Dakota Voice is reviewing the Report of the South Dakota Task Force to Study Abortion, in light of the upcoming November vote on Initiated Measure 11 to end most abortions in South Dakota. Pertinent sections of the report will be reviewed each week for the next several weeks which may shed light on Initiated Measure 11.
First week: The Incorrect Assumptions of the Roe v. Wade Decision
Second Week: What Has Been Learned Since the Roe v. Wade
Third Week: The Current Practice of Abortion in South Dakota
Fourth Week: The Experiences of Women Who Have Had Abortions
Fifth Week: Molecular Biology & Other Science Sheds Light on Abortion
Last Week: Science Now Explains the Uniqueness of Every Human Being from Conception
The following is from Section II.B.4 on the findings of the report: ===================================
Dr. Ola Didrik Saugstad, a world renowned neonatologist, submitted a declaration. Dr. Saugstad was honored as the recipient of the Yippo Award, which is given to only one neonatologist in the world, once every five years. He was also selected President of the European Congress of Perinatal Medicine in 2001 and given the prestigious Versinie Apgar prize from the World Perinatal Association. He has treated babies as young as twenty-one weeks postconception and only one pound in weight.
Dr. Saugstad stated that the field of neonatology has had enormous development in the last two decades. One of the most important advances was the introduction of surfactant therapy. The injection of surfactant into the lungs of premature infants has resulted in improved survival rates of the tiniest infants. In the US, approximately 50% to 60% of infants with gestational post-conception ages of 21 and 22 weeks respectively now survive.
Dr. Saugstad has provided vital testimony in his declaration. We especially find merit in his testimony from pages 7-14. Some of his testimony follows:
"The anatomical, biochemical, and physiological development of a human being also starts early in fetal life and continues long after birth. Although the fetus is wholly dependent on the mother in order to survive, the extremely premature infant is wholly dependent on its surroundings. Even a term baby is dependent on its surroundings in order to survive. The concept of viability is therefore not as interesting as it seemed only some years ago. It is the same human being whether it is an early embryo, a fetus around midterm (20 weeks) or pre-term born after 23-25 weeks of gestation. The human subject is completely helpless and dependent on its care givers for a long time – from conception until late childhood. The child is a whole separate human being from conception and throughout the full gestational period, whether entirely spent in utero or not."

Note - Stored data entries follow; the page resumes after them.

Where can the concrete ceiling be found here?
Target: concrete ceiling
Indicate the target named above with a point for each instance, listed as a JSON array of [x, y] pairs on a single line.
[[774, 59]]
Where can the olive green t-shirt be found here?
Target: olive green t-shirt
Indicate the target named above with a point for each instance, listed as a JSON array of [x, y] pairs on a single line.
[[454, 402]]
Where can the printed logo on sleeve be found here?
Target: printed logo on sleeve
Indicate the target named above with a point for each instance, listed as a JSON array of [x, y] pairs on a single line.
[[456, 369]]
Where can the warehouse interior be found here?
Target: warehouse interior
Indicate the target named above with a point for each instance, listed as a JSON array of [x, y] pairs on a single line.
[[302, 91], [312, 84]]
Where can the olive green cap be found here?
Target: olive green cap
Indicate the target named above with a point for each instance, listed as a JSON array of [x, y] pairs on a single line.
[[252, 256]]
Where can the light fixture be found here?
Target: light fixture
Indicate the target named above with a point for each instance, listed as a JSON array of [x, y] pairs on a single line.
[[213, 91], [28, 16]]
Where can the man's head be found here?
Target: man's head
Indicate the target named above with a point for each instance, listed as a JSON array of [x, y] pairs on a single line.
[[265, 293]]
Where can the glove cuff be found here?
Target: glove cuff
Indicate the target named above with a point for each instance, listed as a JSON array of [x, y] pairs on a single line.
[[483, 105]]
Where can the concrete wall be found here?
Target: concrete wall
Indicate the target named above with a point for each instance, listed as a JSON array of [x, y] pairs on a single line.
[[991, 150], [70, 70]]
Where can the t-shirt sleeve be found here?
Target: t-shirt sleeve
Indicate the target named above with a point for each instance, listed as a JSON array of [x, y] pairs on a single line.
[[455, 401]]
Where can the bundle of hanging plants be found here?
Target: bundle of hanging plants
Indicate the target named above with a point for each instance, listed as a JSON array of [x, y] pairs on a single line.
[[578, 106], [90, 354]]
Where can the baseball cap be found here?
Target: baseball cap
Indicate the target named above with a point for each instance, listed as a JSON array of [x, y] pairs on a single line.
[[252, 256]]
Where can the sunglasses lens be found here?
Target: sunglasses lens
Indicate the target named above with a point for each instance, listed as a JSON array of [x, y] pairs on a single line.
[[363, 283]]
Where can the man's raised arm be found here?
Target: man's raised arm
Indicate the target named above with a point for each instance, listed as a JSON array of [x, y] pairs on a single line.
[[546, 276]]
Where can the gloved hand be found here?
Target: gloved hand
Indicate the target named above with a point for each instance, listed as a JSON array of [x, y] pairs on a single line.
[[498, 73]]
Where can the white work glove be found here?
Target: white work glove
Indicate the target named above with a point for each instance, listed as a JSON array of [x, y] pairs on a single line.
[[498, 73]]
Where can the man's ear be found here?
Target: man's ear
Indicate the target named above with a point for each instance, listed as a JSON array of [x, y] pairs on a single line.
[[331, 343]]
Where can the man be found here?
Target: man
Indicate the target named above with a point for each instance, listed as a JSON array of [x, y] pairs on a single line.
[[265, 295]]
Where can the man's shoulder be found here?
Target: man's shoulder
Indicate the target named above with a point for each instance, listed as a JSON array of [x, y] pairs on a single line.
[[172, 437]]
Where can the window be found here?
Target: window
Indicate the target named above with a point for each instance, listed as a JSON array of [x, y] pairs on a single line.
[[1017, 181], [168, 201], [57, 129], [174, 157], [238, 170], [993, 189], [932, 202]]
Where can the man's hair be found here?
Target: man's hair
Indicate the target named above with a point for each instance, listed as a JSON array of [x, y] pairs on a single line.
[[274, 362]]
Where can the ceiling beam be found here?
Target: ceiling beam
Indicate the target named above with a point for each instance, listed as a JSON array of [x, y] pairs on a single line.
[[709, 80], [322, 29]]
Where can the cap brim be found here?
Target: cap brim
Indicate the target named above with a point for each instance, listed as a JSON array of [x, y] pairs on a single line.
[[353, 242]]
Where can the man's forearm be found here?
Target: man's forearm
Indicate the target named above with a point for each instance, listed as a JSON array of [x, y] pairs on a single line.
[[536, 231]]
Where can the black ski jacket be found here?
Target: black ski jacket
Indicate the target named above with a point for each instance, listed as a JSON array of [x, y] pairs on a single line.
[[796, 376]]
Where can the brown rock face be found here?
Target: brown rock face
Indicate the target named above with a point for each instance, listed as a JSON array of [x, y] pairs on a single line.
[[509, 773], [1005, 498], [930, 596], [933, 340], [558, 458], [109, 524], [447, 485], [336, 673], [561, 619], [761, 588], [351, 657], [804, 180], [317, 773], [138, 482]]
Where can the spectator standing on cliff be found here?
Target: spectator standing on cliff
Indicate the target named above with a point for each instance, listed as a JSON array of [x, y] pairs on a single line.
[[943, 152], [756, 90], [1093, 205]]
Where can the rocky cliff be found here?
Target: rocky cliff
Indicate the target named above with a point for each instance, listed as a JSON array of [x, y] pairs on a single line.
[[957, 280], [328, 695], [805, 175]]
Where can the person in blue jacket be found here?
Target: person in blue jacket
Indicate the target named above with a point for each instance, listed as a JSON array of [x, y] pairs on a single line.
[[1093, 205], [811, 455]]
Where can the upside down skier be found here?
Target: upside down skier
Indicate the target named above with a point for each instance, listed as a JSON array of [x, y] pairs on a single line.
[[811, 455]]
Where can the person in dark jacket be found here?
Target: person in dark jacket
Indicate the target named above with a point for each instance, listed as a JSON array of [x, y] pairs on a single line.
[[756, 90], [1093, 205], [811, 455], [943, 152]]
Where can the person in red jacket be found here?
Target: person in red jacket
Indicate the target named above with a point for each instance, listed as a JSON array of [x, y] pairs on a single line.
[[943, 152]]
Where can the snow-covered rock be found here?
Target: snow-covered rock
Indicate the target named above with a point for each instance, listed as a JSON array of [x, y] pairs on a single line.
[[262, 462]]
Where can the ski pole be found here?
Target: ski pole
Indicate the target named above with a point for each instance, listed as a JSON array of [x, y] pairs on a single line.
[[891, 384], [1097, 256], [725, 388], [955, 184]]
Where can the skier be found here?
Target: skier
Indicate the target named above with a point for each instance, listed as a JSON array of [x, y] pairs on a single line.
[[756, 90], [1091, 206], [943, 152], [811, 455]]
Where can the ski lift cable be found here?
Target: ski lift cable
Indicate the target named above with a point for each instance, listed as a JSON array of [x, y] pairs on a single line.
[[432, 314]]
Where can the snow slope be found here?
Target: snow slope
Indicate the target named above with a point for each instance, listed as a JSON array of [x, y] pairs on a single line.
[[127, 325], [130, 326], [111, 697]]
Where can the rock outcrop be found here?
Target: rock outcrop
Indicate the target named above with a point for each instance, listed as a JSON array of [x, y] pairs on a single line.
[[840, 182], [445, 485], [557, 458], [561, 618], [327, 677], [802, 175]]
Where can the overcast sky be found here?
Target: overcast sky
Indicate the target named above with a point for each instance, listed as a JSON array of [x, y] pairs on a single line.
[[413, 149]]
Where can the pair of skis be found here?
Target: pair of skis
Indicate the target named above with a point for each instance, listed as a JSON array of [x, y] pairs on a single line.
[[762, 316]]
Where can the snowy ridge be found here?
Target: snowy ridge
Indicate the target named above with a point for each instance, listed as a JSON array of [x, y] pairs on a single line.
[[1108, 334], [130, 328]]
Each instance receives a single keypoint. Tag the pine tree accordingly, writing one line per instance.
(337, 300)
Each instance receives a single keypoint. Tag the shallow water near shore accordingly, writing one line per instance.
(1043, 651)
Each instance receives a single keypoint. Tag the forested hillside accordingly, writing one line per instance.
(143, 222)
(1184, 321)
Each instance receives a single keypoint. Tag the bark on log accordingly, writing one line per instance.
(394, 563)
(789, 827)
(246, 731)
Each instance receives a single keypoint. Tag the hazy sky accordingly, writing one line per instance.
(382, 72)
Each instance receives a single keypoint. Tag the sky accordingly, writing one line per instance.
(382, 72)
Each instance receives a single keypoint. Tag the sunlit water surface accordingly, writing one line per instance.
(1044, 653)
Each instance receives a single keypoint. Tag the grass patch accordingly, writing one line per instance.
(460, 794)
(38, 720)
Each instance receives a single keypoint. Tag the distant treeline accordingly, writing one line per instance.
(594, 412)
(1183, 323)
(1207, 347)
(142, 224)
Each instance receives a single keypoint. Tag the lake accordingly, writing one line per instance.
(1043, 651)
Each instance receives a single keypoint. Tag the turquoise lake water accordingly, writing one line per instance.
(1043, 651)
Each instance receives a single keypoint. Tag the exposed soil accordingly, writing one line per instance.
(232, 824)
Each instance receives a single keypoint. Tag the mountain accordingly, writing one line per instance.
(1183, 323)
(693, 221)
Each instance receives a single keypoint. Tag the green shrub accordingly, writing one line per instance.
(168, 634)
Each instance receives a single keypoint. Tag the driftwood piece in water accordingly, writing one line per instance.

"Suggestions or implications that a woman considering an abortion should be told anything about whether or not the fetus is a human being based upon whether the child is or is not of "viable" age would be misleading. The child is a human being before viability just as well as after viability and, as I previously indicated, viability is irrelevant to that question. There is absolutely nothing that can be told to the woman that is different about a child that is a so called "post viable" age as opposed to one that is "pre viable" age with reference to the pure question of whether as a matter of biological fact, the fetus is a human being."
"I have traveled all around the world and have lectured in many different countries. The laws of those countries vary widely in how those countries view human beings both born and unborn. Whether a particular adult person holds legal or moral beliefs that individual human beings should be treated with equal respect and dignity, or whether there are justifications for treating them differently or be accorded degrees of respect may reflect the culture, but those individual beliefs are totally irrelevant to whether or not it is a human being. Just because in one culture some adult human beings are not treated equally or not even given legal rights, does not mean they are not human beings. Science is oblivious to such concepts."
"It defies all reason to suppose that the relative abilities of the adults or medical professionals at any one point in history or at any one place on earth - external to the child - determines if the child is a member of the human race. If adult care givers are inadequate, their failings do not render one child not human, but another, at the exact same age of gestation, human beings because he or she received proper care. At any one time, children in one part of the world will survive at younger gestational ages than children in other parts of the world because of the difference in the quality of medical services. Those services, administered differently, don't define the humanity of the children. An unborn child in Africa, twenty-one weeks post-conception is just as much a human being as a twenty-one week post-conception child in the United States despite the fact that the African child may not be able to receive the kind of medical services the child in the United States may receive. The African child is not "viable". The American child is. Both are human beings."
"The point at which professionals can provide sufficient medical assistance to help a pre-term baby to survive outside the mother's womb is essentially a study in the abilities of those in medicine, not a statement of the essence or nature of the patient."
"The history of newborn medicine teaches us that the prognosis of sick newborn infants and especially pre-term infants has been dramatically improved over the past century and even in recent decades. It is impossible to know the extent of future developments that might lead to a human being able to live its entire post-conception life apart from the mother."
(Excerpts from Saugstad Declaration, P. 7 to P. 14.)
The 2005 South Dakota Task Force to Study Abortion was created when the South Dakota legislature passed HB 1233 with a bipartisan majority in both houses. The purpose of the task force was "to study abortion and to provide for its composition, scope, and administration." The report was completed in December 2005 after several months of meetings.